米ノースウェスタン大学で学士号(哲学、歴史学)、カナダのリージェント大学で修士号(神学)、米ハーバード大学近東言語文化研究科で博士号(Ph.D)を取得。アメリカ長老教会(PCA)と保守会衆派キリスト教会議(CCCC)で牧師としての資格を有する。各種集会で講師として活躍しており、米クリスチャニティー・トゥデー誌の理事も務めている。
NAE理事会のロイ・テイラー議長は、「実績のある牧師であり、学者であり、ソートリーダー(思想的指導者)でもあるキム氏は、これらの能力を十分に生かして、この米国福音同盟の今後10年を導くことでしょう」とコメント。キム氏の選出を歓迎した。
キム氏の選出は、2006年から会長を務めているリース・アンダーソン氏が今年2月、任期満了を迎える今年末で退任する意向を示したことで行われた。アンダーソン氏は「キム氏は、人々の人生に影響を与え、地域社会を変革し、文化を変える福音に対してとても情熱的で、その情熱は多くの人たちに伝わっていくことでしょう」と述べ、期待を示した。
一方、キム氏は「米国福音同盟は、善きことに対して極めて重要な影響力を持つ組織であり、謹んでこの奉仕に当たります。私たちには、福音を証しし、そのために働くという差し迫った召命があり、この組織を導くことを委ねられたことは非常な光栄です」と語った。

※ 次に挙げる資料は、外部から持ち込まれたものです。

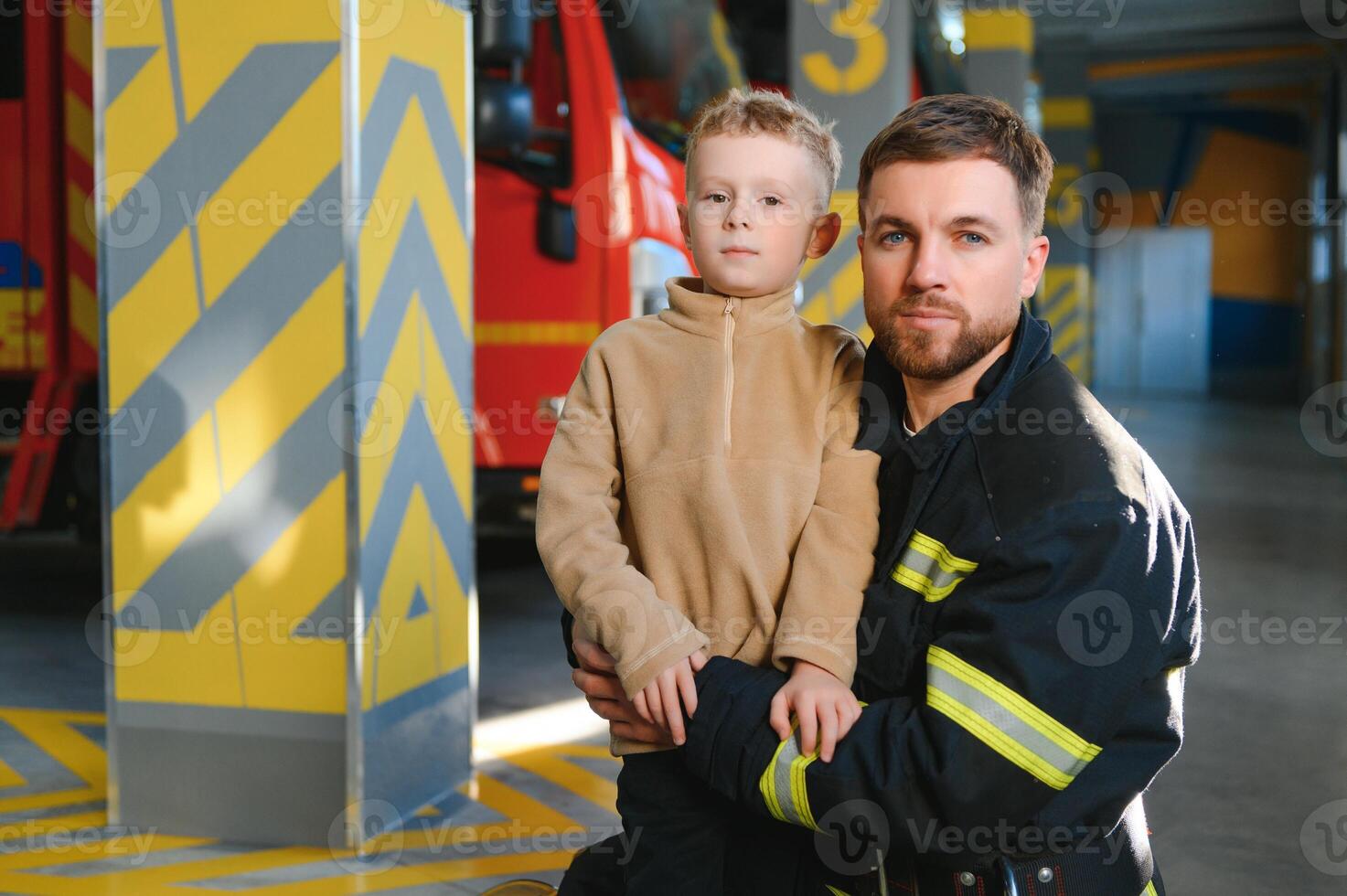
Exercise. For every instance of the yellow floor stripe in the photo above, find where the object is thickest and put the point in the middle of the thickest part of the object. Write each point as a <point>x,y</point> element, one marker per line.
<point>581,782</point>
<point>10,778</point>
<point>53,731</point>
<point>523,816</point>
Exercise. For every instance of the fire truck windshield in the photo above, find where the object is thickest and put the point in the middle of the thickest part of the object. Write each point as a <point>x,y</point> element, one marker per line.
<point>671,57</point>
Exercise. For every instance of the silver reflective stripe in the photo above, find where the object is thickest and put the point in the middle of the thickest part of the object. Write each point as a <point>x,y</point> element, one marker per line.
<point>1005,721</point>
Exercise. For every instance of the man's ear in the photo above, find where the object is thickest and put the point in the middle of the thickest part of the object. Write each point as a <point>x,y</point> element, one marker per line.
<point>1033,263</point>
<point>683,225</point>
<point>825,235</point>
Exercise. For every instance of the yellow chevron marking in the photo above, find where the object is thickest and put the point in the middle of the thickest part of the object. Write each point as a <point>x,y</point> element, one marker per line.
<point>535,332</point>
<point>50,799</point>
<point>198,667</point>
<point>213,38</point>
<point>79,124</point>
<point>150,320</point>
<point>166,507</point>
<point>139,124</point>
<point>53,733</point>
<point>270,187</point>
<point>426,34</point>
<point>10,778</point>
<point>999,30</point>
<point>77,219</point>
<point>401,381</point>
<point>283,380</point>
<point>449,421</point>
<point>546,763</point>
<point>80,38</point>
<point>283,671</point>
<point>84,312</point>
<point>453,614</point>
<point>412,174</point>
<point>406,650</point>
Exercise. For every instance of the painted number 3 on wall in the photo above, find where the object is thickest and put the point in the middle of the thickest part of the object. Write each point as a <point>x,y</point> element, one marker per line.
<point>856,22</point>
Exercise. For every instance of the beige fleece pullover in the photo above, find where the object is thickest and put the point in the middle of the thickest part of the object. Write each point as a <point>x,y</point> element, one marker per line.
<point>700,489</point>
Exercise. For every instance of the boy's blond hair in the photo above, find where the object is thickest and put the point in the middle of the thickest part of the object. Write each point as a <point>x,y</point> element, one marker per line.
<point>741,113</point>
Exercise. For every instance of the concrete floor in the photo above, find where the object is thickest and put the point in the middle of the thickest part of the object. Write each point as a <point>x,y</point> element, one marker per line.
<point>1267,727</point>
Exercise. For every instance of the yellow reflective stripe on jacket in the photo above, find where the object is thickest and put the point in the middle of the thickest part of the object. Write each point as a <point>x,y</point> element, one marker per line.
<point>930,569</point>
<point>1005,721</point>
<point>783,783</point>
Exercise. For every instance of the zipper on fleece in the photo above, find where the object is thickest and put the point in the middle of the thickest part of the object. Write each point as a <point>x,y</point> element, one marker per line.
<point>729,367</point>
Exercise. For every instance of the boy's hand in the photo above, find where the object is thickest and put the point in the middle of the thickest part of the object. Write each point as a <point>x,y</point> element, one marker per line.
<point>659,701</point>
<point>825,705</point>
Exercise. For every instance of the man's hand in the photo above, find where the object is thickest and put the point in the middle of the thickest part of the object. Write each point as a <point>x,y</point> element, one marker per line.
<point>825,705</point>
<point>597,679</point>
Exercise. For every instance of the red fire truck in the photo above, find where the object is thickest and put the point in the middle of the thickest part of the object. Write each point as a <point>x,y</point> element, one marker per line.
<point>583,108</point>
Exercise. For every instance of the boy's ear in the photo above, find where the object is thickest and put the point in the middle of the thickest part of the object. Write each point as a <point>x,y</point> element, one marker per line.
<point>825,235</point>
<point>683,227</point>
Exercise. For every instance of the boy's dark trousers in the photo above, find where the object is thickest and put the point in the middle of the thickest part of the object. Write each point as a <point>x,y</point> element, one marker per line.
<point>765,858</point>
<point>675,827</point>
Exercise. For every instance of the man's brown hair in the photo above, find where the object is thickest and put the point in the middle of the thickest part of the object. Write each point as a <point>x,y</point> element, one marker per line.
<point>959,125</point>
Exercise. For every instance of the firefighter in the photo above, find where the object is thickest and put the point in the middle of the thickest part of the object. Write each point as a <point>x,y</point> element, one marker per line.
<point>1035,599</point>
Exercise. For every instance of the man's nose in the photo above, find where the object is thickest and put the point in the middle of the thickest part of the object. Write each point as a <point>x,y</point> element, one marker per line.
<point>930,267</point>
<point>738,215</point>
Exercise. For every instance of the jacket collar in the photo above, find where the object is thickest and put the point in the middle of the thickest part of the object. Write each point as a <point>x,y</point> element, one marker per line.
<point>700,310</point>
<point>882,429</point>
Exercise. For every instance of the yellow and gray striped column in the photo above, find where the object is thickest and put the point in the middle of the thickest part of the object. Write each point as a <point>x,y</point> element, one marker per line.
<point>283,213</point>
<point>1065,295</point>
<point>850,61</point>
<point>999,59</point>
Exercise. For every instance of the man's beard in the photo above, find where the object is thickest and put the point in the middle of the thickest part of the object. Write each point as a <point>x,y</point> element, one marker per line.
<point>914,352</point>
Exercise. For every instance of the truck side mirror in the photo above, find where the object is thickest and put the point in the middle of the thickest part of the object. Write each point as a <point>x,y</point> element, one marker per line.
<point>503,115</point>
<point>555,229</point>
<point>503,38</point>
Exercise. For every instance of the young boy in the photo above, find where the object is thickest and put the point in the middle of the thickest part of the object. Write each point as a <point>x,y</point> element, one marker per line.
<point>702,492</point>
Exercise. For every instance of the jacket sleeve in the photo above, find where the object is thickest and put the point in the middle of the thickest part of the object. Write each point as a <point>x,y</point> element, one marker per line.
<point>1014,710</point>
<point>581,545</point>
<point>835,551</point>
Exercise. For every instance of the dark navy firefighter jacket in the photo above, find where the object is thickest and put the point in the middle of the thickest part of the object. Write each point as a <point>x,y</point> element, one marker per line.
<point>1021,653</point>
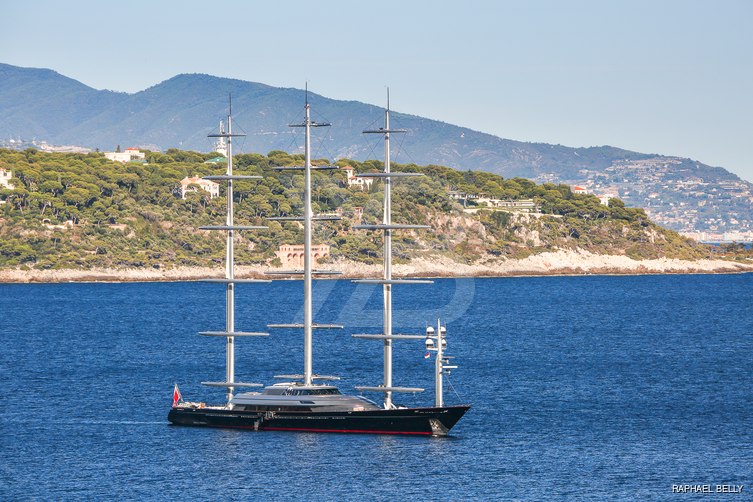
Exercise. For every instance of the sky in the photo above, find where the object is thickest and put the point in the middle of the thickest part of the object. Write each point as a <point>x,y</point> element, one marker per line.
<point>673,77</point>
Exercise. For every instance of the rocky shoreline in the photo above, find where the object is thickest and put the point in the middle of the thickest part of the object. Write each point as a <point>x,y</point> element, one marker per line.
<point>553,263</point>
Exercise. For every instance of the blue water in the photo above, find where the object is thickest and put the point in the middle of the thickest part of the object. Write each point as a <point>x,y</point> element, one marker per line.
<point>583,388</point>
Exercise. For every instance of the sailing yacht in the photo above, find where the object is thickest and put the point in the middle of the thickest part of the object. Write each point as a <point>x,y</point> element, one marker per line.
<point>300,402</point>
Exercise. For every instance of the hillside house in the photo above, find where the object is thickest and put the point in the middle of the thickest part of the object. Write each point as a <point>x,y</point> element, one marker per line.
<point>5,177</point>
<point>206,185</point>
<point>129,155</point>
<point>355,181</point>
<point>291,255</point>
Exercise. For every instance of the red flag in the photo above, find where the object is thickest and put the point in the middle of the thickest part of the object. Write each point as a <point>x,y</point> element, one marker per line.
<point>176,396</point>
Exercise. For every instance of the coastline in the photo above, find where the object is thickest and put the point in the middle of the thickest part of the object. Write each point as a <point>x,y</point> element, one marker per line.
<point>553,263</point>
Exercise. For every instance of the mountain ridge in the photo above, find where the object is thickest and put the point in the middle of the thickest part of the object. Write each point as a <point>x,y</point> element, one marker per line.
<point>179,113</point>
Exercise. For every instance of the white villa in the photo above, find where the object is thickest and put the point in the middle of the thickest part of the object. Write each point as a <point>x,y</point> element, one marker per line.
<point>206,185</point>
<point>291,255</point>
<point>355,181</point>
<point>129,155</point>
<point>5,177</point>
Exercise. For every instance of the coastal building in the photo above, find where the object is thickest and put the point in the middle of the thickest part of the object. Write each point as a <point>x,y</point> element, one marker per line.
<point>291,255</point>
<point>461,197</point>
<point>5,177</point>
<point>354,181</point>
<point>604,199</point>
<point>194,183</point>
<point>522,205</point>
<point>129,155</point>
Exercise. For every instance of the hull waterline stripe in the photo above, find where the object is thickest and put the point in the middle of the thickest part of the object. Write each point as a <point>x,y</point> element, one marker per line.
<point>305,429</point>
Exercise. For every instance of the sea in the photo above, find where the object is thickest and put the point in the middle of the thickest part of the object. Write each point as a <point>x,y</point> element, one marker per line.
<point>582,388</point>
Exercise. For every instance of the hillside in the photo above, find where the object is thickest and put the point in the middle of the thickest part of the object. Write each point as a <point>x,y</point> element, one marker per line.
<point>75,211</point>
<point>178,113</point>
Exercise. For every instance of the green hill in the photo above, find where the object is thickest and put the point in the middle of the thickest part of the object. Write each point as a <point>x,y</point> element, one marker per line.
<point>84,211</point>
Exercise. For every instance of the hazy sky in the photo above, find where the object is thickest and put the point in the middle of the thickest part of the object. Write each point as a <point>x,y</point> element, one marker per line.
<point>660,76</point>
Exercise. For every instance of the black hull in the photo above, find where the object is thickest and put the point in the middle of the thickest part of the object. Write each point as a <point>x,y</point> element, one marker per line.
<point>414,421</point>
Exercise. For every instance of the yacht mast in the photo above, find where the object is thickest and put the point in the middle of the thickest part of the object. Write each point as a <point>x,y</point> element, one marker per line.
<point>307,308</point>
<point>308,271</point>
<point>230,227</point>
<point>387,281</point>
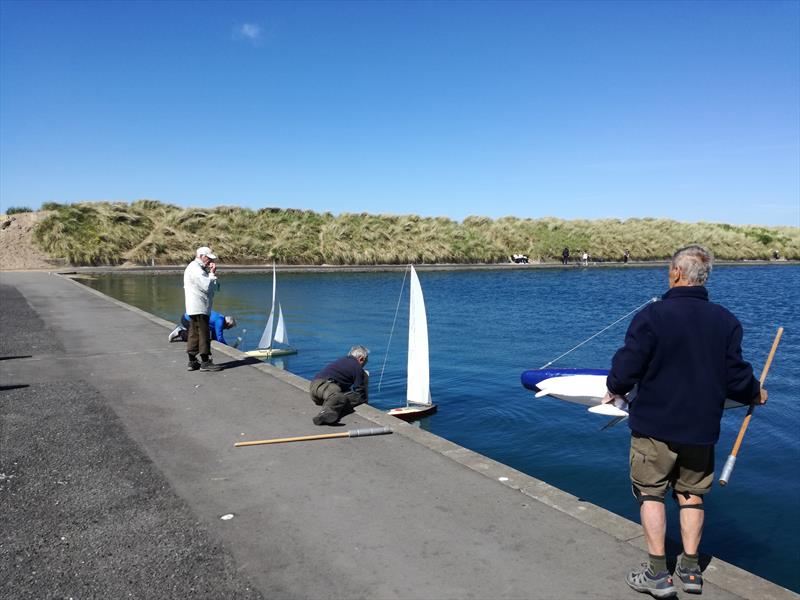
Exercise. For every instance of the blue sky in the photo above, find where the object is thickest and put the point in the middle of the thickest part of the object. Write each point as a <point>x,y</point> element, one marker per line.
<point>682,110</point>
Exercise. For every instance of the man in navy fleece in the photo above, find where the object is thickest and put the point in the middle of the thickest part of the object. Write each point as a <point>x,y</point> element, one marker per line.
<point>685,355</point>
<point>341,386</point>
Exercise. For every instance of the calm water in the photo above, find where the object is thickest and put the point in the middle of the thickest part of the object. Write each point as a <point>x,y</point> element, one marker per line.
<point>486,327</point>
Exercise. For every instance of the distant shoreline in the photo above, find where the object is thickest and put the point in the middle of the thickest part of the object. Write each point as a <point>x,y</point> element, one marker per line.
<point>223,268</point>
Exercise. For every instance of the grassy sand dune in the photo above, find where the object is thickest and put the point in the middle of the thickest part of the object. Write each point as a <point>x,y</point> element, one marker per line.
<point>151,232</point>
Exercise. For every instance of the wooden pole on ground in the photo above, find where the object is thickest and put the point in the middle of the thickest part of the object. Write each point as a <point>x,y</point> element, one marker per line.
<point>323,436</point>
<point>729,464</point>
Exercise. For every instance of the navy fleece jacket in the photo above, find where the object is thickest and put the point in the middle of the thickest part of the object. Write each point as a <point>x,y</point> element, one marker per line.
<point>686,355</point>
<point>348,374</point>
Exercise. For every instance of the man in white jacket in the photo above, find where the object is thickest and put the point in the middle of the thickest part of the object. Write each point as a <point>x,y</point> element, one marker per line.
<point>199,285</point>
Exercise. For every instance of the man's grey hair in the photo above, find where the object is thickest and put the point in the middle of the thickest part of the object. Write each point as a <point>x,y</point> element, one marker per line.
<point>695,263</point>
<point>359,352</point>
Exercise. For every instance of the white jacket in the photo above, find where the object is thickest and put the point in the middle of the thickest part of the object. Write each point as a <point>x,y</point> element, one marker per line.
<point>198,287</point>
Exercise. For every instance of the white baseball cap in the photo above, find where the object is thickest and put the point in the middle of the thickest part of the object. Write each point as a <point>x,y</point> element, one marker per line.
<point>206,251</point>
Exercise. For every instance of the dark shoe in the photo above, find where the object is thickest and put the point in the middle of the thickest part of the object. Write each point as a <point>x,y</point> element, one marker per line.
<point>691,578</point>
<point>658,585</point>
<point>326,417</point>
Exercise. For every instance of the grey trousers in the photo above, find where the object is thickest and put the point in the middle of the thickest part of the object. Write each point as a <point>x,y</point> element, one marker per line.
<point>328,394</point>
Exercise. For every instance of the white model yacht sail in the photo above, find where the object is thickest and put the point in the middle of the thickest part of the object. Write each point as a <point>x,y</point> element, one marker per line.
<point>274,333</point>
<point>418,394</point>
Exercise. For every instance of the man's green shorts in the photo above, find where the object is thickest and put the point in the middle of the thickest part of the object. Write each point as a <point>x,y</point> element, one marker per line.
<point>657,465</point>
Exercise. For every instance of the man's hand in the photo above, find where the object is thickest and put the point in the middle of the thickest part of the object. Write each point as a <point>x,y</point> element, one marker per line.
<point>609,397</point>
<point>761,398</point>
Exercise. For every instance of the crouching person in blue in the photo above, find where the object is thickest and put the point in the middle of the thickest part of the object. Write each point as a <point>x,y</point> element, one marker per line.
<point>685,354</point>
<point>217,324</point>
<point>341,386</point>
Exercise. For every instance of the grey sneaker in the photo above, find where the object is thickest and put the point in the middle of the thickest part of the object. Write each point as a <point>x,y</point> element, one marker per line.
<point>691,578</point>
<point>658,585</point>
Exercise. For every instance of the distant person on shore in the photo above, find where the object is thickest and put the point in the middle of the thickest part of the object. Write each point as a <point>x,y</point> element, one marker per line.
<point>685,353</point>
<point>217,324</point>
<point>341,386</point>
<point>199,285</point>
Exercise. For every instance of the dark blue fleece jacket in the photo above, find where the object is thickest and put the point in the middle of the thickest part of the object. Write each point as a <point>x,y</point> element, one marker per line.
<point>348,374</point>
<point>686,355</point>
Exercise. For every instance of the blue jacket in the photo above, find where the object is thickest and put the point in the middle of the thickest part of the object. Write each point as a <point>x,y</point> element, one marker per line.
<point>686,355</point>
<point>216,323</point>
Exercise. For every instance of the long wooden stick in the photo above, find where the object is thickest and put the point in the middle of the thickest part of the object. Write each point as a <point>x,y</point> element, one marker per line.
<point>729,464</point>
<point>323,436</point>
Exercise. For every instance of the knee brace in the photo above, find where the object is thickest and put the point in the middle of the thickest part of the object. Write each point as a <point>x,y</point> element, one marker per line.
<point>698,506</point>
<point>640,498</point>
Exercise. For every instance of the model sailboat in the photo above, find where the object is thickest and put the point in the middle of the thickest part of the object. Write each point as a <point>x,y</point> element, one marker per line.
<point>274,332</point>
<point>418,394</point>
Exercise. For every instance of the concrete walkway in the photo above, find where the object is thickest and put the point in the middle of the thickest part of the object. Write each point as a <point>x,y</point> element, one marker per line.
<point>407,515</point>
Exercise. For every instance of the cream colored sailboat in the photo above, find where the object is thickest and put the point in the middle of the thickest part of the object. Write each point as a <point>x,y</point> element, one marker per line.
<point>275,331</point>
<point>418,393</point>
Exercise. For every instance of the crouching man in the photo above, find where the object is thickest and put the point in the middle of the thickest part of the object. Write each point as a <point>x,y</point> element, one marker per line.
<point>341,386</point>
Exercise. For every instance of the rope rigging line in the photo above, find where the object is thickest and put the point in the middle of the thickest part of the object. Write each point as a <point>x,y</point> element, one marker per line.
<point>599,332</point>
<point>394,321</point>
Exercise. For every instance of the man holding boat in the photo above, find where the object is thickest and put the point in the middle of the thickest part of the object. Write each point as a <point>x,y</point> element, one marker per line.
<point>199,285</point>
<point>685,355</point>
<point>341,386</point>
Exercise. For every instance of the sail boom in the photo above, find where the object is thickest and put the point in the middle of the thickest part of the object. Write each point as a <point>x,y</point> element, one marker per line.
<point>418,390</point>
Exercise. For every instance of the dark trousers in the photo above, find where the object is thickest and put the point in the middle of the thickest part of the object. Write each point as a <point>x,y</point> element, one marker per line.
<point>199,340</point>
<point>329,395</point>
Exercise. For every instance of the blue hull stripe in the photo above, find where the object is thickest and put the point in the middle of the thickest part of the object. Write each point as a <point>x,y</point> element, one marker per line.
<point>532,377</point>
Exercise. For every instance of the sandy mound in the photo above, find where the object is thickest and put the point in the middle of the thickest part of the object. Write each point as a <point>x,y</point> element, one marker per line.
<point>17,249</point>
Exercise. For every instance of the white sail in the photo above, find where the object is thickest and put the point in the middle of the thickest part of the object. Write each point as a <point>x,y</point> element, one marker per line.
<point>418,366</point>
<point>281,336</point>
<point>267,337</point>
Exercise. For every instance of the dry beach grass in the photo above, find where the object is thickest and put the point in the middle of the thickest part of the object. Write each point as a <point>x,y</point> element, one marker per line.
<point>148,232</point>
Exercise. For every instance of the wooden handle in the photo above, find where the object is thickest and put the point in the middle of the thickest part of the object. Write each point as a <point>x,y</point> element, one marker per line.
<point>723,480</point>
<point>323,436</point>
<point>761,380</point>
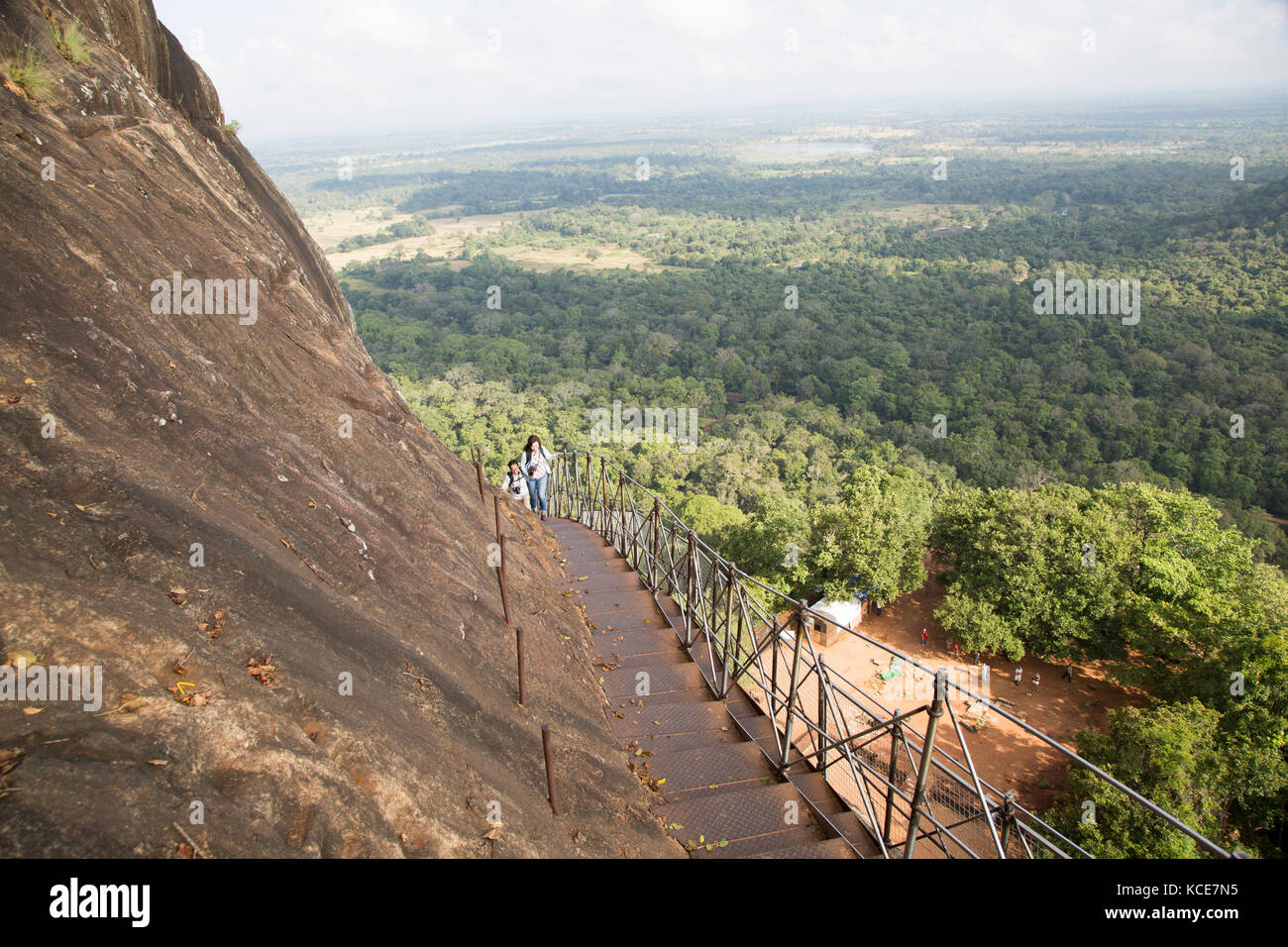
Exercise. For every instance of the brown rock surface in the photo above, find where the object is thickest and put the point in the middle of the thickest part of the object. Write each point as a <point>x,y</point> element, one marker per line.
<point>323,556</point>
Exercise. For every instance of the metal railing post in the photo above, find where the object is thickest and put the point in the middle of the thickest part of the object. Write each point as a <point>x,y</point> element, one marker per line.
<point>724,654</point>
<point>690,587</point>
<point>653,565</point>
<point>896,740</point>
<point>799,622</point>
<point>927,748</point>
<point>1008,818</point>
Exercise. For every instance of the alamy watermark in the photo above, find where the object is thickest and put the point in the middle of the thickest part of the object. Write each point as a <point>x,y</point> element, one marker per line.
<point>52,684</point>
<point>1087,298</point>
<point>179,296</point>
<point>651,425</point>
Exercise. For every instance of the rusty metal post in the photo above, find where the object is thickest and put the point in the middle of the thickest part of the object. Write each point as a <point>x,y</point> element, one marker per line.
<point>1008,818</point>
<point>927,748</point>
<point>822,714</point>
<point>799,624</point>
<point>550,768</point>
<point>896,740</point>
<point>655,569</point>
<point>724,664</point>
<point>606,527</point>
<point>523,677</point>
<point>500,575</point>
<point>690,587</point>
<point>478,470</point>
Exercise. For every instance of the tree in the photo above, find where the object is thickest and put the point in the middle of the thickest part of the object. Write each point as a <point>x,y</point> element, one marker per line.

理事会ではこの他、新議長にグレナーデン第一バプテスト教会牧師(メリーランド州)のジョン・ジェンキンス氏を、新副議長にウェスレアン教会(米インディアナ州に本部を置くメソジスト派教団)名誉総監督兼大使のジョー・アン・リオン氏を選出した。2人は現在、NAEの執行委員会のメンバーで、ジェンキンス氏は理事会の副議長も務めている。2人は来年3月に開催される次期理事会以降、新しい役職に就く。